Matthews, a North Carolina resident, gave a brief history lesson in an interview with NC Health News to explain the arc of the public health pendulum that he predicts will swing back in due time.
Once upon a time, Matthews said, health director jobs were created to give politicians political cover.
Say there was a plant polluting a river, Matthews said, and politicians were faced with several tough decisions. If they didn’t stop the plant from dumping the pollutants, people downstream would be harmed and might fault the politician for not taking action. If the politician were to shut down the polluting plant, that might lead to job losses and be tough for families and the economy.
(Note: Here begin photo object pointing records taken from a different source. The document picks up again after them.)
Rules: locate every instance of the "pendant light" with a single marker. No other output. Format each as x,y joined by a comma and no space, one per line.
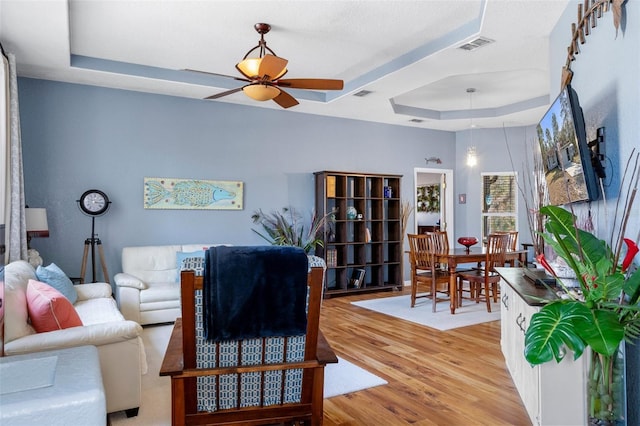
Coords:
472,159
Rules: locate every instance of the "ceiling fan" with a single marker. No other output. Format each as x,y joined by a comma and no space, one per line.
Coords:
264,76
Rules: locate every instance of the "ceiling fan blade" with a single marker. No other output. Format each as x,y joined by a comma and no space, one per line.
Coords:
311,83
221,94
272,66
285,100
216,74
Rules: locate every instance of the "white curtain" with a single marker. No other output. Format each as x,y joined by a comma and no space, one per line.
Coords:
12,182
Instead of making decisions that could have a political impact, governments had health officials appointed to take on those kinds of issues.
Matthews said he found it ironic that people in the pandemic were accusing public health officials of taking away their rights, or were quick to say that the government was taking over, “when, in fact, there’s stone-cold political reasons for doing this.”
Matthews worries that if there’s another pandemic soon, public health officials or others who have to make key decisions quickly might be stymied.
You don’t want them to run away from tough decisions, nor do you want them to fall on their swords, he said.
“They need to be able to say, ‘Look, I’m the health director. I’m asked to make decisions and calls with the best information that I have,’” Matthews said. Then the director should lay their needs for fighting the public health threat at the feet of the politicians.
“That puts the old political ball back at the courts of the political officials who came up with this,” Matthews added. “You can write this on a cocktail napkin: They’re eventually going to come back around to the way it was set up many years ago.”